The link to the image is broken here.
Neither attempt is correct. One thing that might be helpful is to recognize that $\vec{r}$ and r are different things.

In your equations $x=r\cos(\theta)$ and $y=r\sin(\theta)$, r is a scalar, where $|\vec{r}| = r$. IOW, r the scalar is the magnitude or length of $\vec{r}$ the vector. Now in these equations is r a function t or is it just a number?

Let's look at each component of $\vec{r}$, starting with $r\cos(\theta)$. What do you get for the derivative wrt t of this expression? Hint: $\dot{r}$ and $\dot{\theta}$ should not appear in the same term.

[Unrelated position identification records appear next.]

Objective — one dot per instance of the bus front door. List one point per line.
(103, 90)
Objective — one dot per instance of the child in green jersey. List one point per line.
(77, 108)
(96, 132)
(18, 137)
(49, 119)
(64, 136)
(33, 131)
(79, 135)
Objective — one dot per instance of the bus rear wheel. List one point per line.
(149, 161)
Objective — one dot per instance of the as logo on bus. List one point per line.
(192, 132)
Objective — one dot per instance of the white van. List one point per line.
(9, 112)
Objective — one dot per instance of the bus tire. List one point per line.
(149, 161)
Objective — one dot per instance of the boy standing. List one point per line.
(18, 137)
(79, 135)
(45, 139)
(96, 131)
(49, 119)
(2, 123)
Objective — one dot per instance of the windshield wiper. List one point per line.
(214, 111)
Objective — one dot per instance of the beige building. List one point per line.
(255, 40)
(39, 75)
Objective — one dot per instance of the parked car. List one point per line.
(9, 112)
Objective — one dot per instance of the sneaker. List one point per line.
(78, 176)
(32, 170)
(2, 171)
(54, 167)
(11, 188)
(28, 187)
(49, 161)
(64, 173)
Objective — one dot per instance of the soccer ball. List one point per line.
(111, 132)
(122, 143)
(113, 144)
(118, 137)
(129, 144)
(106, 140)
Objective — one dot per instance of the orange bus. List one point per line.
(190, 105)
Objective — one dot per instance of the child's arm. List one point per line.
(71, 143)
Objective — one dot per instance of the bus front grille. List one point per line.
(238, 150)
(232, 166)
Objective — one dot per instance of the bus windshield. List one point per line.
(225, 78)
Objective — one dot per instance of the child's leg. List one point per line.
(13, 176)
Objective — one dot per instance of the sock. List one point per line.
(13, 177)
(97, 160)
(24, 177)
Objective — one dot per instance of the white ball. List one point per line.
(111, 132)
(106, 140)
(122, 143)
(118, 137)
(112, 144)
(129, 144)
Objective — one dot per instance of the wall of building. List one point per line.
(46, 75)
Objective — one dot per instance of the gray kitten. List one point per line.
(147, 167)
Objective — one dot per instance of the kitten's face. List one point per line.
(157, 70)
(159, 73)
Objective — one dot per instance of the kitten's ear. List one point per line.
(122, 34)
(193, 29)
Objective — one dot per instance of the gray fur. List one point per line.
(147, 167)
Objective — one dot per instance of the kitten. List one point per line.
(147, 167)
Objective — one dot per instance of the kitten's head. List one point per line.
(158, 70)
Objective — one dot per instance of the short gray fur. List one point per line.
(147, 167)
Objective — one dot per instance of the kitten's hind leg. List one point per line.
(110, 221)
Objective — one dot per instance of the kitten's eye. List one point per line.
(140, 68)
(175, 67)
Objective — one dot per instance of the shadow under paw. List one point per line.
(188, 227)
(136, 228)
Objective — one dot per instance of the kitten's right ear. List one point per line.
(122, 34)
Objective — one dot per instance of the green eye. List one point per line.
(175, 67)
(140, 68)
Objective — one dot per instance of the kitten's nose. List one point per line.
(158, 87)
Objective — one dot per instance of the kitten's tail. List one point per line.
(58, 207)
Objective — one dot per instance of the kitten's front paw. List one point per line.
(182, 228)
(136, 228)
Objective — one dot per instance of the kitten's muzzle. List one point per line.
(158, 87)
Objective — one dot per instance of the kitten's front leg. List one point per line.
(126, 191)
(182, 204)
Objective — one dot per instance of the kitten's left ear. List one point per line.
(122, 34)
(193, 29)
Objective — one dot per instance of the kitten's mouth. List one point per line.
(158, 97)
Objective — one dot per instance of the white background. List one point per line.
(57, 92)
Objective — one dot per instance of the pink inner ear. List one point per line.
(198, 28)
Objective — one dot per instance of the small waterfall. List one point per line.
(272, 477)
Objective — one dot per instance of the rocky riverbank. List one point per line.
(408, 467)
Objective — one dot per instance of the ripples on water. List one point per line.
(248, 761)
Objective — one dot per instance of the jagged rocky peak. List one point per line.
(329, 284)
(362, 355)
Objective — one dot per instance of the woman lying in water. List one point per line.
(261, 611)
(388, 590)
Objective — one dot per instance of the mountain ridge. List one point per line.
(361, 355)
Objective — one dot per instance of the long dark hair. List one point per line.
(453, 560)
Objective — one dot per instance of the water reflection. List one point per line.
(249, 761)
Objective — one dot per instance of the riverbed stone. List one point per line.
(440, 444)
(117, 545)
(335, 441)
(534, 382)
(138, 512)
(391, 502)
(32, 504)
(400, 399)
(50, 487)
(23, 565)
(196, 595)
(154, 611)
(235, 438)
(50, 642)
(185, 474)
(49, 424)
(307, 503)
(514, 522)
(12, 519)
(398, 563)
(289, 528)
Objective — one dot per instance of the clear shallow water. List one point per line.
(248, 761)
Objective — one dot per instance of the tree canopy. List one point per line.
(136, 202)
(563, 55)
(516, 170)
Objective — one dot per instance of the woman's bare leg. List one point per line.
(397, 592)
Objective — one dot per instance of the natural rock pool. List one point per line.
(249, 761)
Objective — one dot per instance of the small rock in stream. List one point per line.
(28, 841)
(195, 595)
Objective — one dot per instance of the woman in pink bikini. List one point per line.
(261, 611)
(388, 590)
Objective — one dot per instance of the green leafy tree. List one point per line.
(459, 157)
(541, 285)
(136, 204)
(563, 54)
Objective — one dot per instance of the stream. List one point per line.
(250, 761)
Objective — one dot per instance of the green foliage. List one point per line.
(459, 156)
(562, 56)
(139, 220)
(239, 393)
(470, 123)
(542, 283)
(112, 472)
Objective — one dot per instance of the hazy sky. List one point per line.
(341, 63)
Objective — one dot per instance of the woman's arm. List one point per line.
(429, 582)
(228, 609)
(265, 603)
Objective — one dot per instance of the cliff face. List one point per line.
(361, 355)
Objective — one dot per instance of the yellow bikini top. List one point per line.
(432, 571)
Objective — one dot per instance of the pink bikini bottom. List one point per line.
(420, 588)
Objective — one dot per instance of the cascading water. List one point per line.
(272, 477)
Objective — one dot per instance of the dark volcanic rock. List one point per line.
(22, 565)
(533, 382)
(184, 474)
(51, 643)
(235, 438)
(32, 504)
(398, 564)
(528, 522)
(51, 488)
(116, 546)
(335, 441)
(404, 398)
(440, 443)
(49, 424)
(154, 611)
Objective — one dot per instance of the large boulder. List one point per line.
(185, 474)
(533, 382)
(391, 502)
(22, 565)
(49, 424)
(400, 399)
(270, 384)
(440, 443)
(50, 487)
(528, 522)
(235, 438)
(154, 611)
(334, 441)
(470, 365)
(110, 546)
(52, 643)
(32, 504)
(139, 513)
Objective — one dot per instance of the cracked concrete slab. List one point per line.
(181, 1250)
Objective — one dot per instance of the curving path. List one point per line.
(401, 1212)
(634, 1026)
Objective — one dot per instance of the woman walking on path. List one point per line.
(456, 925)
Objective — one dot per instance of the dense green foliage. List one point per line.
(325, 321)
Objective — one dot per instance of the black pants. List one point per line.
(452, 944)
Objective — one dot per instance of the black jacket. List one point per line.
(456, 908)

Please use parentheses: stuff like $\cos \theta \dot{\theta}$ is hard to read.

3. Feb 5, 2017

### jrjack

I get that $r$ is the magnitude of $\vec{r}$
Both $r$ and $\theta$ are functions of time.

$$x = r \cos (\theta)$$
Applying the product rule to $r$ and $\cos(\theta)$ yields:
$$\dot{x} = r (-\sin)(\theta) + \dot{r} \cos (\theta)$$
And adding the chain rule to $\cos (\theta)$ gives:
$$\dot{x} = r (-\sin)(\theta) \dot{\theta} + \dot{r} \cos (\theta) \dot{\theta}$$

Is that part correct?

4. Feb 5, 2017

### Staff: Mentor

No. As I said before, you shouldn't have both $\dot r$ and $\dot{\theta}$ in the same term.
Let's get rid of the dot notation, as that might be causing confusion. Also, don't write things like $r (-\sin)(\theta)$. It should be written as $r(-\sin(\theta))$ or $-r\sin(\theta)$.

$x = r \cos(\theta)$
$\frac{dx}{dt} = \frac d {dt}\left(r\cos(\theta)) \right) = \frac {dr}{dt} \cos(\theta) + r \cdot \frac d {dt}\left(\cos(\theta) \right)$
Here I have used the product rule, and am getting ready to use the chain rule on the cosine factor on the right. Can you finish this off?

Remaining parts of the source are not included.